Salomonicamente permettetemi di dire che sbagliano entrambi, anche quando credono di avere ragione. Sbaglia l’impresa che messa alle corde cerca di fare fessa la banca, perché il gioco delle tre carte è illegale e non dura a lungo, prima o poi i nodi vengono al pettine, ma anche perché non si rende conto che falsificando le carte danneggia un’intera categoria di colleghi imprenditori, sospettati di essere furbi anche quando sono a posto con la coscienza.
Sbaglia la banca, e con essa il bancario aggressivo –avevo anticipato che sarebbe diventato una guerra sociale tra poveri– perché revoche e richieste di rientro vanno gestite con molta attenzione e maggiore comprensione. Anche con un po’ più di buone maniere, se posso dire per esperienza diretta. Ad alcuni funzionari di banca andrebbe spiegato meglio che se il credito non è garantito, tirare la corda con violenza può solo spingere l’impresa verso una procedura concorsuale che renderà quel credito vuoto, forse 1/10 del suo valore facciale, per quanti avvocati e recuperatori si mettano a scrivere carte.
Sbaglia soprattutto, e perde, il sistema italiano che non ha ancora capito che revocare un fido, se può apparire come un’operazione legittima, produce spesso l’effetto di fare fallire un’impresa, la quale non pagherà i debiti verso altre imprese che finiranno nel medesimo tritacarne creando altri problemi ad altre banche. Un effetto a catena che si sta diffondendo molto pericolosamente in Italia, in cui il primo colpevole è lo Stato che non ha pagato 90 miliardi ai suoi fornitori.

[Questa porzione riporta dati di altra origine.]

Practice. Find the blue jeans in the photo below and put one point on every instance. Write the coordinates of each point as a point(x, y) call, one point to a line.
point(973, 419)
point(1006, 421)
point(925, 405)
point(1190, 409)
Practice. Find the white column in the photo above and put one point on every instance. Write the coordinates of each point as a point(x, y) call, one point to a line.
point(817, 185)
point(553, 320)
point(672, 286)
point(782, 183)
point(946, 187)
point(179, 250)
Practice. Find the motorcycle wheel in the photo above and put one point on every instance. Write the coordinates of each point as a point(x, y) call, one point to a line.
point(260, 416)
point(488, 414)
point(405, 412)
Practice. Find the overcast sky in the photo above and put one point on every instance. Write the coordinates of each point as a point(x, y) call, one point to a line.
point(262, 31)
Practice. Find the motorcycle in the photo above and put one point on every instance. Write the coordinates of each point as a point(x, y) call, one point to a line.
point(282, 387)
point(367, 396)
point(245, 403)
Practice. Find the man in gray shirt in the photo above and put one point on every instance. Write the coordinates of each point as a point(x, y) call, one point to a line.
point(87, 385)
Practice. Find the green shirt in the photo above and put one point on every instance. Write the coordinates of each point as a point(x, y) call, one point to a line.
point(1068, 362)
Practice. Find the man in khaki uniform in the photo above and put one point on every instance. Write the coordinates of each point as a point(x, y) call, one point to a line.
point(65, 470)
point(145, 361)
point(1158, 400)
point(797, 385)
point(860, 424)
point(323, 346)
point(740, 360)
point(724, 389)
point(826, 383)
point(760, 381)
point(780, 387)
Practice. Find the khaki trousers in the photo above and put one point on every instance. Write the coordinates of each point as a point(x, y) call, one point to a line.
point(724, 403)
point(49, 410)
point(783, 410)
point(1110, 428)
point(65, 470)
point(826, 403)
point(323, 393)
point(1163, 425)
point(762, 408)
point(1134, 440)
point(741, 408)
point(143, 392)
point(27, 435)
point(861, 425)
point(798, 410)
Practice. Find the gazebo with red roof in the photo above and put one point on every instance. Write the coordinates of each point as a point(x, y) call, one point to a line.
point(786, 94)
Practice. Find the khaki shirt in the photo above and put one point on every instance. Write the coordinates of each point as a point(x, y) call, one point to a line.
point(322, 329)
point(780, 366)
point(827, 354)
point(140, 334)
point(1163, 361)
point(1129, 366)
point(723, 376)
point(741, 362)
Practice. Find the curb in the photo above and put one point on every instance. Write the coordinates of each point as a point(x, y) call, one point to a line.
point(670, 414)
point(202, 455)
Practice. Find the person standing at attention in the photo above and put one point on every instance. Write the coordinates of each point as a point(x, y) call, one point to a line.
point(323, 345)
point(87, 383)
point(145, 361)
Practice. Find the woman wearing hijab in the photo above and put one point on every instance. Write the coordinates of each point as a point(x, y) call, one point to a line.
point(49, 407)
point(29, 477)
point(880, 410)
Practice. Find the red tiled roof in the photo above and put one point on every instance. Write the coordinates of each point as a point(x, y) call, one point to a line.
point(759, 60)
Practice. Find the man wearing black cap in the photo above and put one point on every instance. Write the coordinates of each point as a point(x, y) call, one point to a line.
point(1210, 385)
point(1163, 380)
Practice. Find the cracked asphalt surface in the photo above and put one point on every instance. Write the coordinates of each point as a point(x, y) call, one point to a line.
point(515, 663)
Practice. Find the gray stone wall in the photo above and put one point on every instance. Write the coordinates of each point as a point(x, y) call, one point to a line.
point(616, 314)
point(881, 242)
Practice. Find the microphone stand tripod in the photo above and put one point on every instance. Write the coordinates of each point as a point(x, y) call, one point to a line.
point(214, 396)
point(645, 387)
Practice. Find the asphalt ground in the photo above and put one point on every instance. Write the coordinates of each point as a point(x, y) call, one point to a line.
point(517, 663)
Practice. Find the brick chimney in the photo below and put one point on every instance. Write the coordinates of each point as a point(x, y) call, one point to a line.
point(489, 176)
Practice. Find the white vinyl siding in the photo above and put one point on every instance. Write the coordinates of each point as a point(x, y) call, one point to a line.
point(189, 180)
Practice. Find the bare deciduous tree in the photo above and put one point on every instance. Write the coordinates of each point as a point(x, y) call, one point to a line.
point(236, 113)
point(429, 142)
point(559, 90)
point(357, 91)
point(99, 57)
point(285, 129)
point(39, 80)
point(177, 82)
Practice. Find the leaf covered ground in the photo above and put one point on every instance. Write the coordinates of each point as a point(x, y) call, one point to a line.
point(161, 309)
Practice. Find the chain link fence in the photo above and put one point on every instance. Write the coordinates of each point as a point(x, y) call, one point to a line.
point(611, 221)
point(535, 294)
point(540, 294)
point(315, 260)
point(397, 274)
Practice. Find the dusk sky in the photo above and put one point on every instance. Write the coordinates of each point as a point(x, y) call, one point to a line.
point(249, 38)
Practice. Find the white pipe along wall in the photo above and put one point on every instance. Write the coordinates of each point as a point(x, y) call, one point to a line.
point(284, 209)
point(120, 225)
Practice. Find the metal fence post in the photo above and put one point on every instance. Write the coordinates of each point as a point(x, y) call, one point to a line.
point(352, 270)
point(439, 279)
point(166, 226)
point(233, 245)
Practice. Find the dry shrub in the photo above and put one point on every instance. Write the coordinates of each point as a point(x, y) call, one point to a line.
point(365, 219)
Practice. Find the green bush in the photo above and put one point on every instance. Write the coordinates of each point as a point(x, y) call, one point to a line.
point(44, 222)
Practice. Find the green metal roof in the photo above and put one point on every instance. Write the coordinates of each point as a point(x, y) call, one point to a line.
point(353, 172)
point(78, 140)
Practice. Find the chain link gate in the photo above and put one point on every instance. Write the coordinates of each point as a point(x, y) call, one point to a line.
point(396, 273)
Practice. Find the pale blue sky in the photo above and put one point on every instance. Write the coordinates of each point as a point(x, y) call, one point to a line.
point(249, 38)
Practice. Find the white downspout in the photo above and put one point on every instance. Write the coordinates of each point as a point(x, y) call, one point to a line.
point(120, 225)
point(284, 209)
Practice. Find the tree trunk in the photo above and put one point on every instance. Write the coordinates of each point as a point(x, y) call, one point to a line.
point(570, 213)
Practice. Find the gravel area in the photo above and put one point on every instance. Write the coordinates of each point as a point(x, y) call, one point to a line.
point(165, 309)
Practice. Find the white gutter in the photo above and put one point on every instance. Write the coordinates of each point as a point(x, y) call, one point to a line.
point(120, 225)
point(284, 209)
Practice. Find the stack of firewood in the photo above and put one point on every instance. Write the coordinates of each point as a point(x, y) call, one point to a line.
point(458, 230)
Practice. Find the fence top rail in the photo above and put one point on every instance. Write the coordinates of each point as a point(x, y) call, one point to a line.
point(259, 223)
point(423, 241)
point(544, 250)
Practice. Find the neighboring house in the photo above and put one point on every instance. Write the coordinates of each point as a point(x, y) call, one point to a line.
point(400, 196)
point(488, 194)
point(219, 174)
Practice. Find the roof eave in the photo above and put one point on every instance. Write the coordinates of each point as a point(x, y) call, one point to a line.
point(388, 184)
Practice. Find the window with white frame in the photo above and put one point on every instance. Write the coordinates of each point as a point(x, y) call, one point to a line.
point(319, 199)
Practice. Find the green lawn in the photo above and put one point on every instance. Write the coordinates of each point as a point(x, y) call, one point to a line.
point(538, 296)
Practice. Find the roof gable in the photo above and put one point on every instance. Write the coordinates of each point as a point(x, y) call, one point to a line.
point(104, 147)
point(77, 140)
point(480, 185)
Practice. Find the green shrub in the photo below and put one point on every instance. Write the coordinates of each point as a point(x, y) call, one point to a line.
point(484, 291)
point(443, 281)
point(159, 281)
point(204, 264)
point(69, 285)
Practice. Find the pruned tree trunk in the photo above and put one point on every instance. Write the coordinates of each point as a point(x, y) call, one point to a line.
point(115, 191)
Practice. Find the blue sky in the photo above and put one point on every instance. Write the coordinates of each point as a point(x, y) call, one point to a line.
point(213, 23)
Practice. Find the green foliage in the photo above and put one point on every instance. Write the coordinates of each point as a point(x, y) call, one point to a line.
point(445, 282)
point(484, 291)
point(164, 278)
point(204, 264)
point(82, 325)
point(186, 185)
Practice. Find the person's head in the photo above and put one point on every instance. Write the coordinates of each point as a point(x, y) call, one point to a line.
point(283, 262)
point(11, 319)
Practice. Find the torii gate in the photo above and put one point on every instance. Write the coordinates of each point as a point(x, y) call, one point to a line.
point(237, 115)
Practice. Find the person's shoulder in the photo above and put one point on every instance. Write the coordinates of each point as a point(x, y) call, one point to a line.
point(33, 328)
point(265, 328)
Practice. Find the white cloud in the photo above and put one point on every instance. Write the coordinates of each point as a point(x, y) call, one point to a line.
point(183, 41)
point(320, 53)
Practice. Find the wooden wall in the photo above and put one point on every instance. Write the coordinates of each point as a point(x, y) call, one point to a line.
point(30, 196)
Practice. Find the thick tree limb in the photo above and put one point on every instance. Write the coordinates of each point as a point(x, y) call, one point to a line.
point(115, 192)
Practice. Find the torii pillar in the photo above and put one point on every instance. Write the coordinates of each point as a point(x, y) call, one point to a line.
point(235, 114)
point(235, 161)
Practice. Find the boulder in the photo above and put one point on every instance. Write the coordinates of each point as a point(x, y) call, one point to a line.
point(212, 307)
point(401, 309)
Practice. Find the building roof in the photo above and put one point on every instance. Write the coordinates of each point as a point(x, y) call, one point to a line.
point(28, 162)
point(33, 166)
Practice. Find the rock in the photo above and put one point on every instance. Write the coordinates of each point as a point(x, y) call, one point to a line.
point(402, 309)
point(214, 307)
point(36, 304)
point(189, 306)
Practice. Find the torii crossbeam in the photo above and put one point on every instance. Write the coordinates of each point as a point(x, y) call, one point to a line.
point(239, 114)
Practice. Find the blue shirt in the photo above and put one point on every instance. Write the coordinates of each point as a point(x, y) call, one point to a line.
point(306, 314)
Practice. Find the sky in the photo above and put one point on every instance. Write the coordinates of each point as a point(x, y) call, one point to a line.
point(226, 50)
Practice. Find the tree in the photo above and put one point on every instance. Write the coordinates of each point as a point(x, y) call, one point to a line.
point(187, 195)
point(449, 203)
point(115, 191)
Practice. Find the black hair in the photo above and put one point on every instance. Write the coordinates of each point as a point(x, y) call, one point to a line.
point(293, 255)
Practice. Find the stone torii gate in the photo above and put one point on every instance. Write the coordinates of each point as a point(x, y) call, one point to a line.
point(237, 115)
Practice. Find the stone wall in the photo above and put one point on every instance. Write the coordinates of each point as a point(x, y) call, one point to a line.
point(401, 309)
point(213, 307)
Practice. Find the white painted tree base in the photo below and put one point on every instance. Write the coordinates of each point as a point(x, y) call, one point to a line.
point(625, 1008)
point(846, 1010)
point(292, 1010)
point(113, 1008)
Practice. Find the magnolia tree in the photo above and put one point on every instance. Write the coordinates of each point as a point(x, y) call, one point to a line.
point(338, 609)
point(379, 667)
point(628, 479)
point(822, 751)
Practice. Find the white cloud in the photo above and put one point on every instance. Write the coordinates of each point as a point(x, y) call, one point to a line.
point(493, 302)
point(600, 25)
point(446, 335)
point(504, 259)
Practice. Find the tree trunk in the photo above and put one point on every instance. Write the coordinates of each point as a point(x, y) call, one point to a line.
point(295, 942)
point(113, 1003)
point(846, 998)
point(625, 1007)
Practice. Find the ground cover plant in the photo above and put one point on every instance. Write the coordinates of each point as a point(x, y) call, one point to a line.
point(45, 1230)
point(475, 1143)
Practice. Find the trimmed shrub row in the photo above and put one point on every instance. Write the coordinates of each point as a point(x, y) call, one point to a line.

Il sistema sbaglia perché non vuole affrontare il problema per ciò che è, perché ogni singola banca che corre a ritirare fidi lo fa consapevolmente sperando di essere la prima e sapendo di danneggiare i colleghi di altre banche, secondo la vecchia abitudine che l’ultimo resta con il cerino in mano.
Se il sistema bancario prendesse una buona volta atto di questo rischio ‘sistemico’ forse potrebbe trovare soluzioni diverse per evitare l’effetto domino sui crediti delle imprese, cercando soluzioni collegiali e più orientate a salvare tutto ciò che si può salvare di piccole imprese e piccoli crediti a rischio, che sommati tutti insieme hanno prodotto voragini nei bilanci bancari e continueranno a farlo nel 2013 ora che i concordati in bianco sono stati resi disponibili con regole sbagliate. Certo è più difficile e impegnativo sedersi a ragionare rispetto a scrivere una delibera di revoca e messa in mora. Nel contesto di oggi è infinitamente più intelligente, questo va detto.
Quanto alle imprese la mancanza di cultura della gestione delle crisi finanziarie è spaventosa. Un repertorio di rimedi sbagliati, di decisioni tardive, di vera e propria ignoranza sui metodi di gestione delle crisi. Anche in questo caso il sistema ha fallito, il sistema associativo che per anni ha evitato la parola ‘crisi’ e di fare lezioni di salvataggio ai propri associati, oggi si trova solo a raccogliere cocci e magari organizzare un bel convegno sulle nuove procedure fallimentari.
Per chi, come il sottoscritto, si è sgolato per 6 lunghi anni sui pericoli della crisi delle PMI, sia con le banche che con le associazioni, non c’è neppure la soddisfazione di dire ‘ve lo avevo detto’, ma solo una grande delusione.